Monday, January 11, 2010

Made it

After a year plus of planning, emailing, cajoling, and many other gerunds, we made it. 25 strong. Well... eventually. Only 24 made it so far. A marine, I am not. More on that later.
The journey was rough, broken into five, three hour increments: LAX, flight to Houston, layover in Houston, flight to Iberia, bus ride to Samara. I tried to sleep during the flights, but was baby neck and kept jarring myself awake. My cabesa is mucho grande.
Flying in was a bit of a joy ride. You could see the white caps on the water from 20,000 feet, a pretty good indication of the adventure to come. Who needs Six Flags when you have landings like that?
I was a bit disappointed in the welcoming we received. Or lack of one.Believe me, I wasn't expecting marching bands but we got a Dutch student worker who unluckily got picked the Sunday shift. It was a bit of a cluster fuck arranging the Tico-families to come pick up the students. The students were a bit shell shocked, and some of the girls looked at me with utter confusion when I told them to get into these cars with these strangers. Even worse, we couldn't get a hold of some of the families, so some students had to wait. And wait.
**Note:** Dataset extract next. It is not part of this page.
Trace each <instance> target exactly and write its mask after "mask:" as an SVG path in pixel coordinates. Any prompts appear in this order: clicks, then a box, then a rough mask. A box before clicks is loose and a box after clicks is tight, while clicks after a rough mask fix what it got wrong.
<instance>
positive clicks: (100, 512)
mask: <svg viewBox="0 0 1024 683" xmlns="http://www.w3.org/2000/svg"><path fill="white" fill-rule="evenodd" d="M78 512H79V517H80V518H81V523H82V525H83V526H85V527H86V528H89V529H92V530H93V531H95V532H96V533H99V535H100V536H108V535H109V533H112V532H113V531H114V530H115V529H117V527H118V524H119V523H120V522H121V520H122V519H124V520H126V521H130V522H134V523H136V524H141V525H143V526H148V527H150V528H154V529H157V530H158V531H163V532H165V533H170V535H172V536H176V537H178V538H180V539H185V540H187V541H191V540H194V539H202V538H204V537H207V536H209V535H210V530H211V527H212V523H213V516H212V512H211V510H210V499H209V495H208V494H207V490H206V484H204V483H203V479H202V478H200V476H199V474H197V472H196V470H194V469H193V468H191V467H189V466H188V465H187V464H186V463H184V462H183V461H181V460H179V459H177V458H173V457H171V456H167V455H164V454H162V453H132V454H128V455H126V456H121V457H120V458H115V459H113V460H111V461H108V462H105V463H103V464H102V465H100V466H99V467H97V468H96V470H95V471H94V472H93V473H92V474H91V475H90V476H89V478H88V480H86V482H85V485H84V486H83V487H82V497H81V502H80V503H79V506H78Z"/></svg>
We had a welcome dinner... but once again, there wasn't anyone from the school to welcome us. Apparently, Lucie came at 8:30 but many of the students were baby neck, falling asleep into their gallo pinto.
By this time it was pitch black, and I made sure everyone had a buddy so no one walked home alone. We lost most of the group when we passed the Internet cafe.
Speaking of which, as is my Modus operandi, I left a student behind. For those who don't remember, in 2006 as we were departing Barcelona, one of my students had her backpack stolen- due to her own stupidity and/or drunkenness. Of course the backpack had her wallet and passport, so with many tears I left her at the airport with $200 and a good luck. On Sat night, more of the same. We had a late entry participant. One girl signed on within the last week. But she had to book her own flight. I was surprised when she told me she would arrive within ten minutes of our plane's arrival. Serendipitous I thought. Too much so. She had read the itinerary incorrectly, and instead of departing at 11:30 Sat night, she was leaving 11:30 Sunday, coming in 24 hours later that we were. There wasn't much I could do at that point. She can take a bus or a taxi. We'll see if she arrives today.
I was in bed and asleep by 9:00. Arrival day- complete.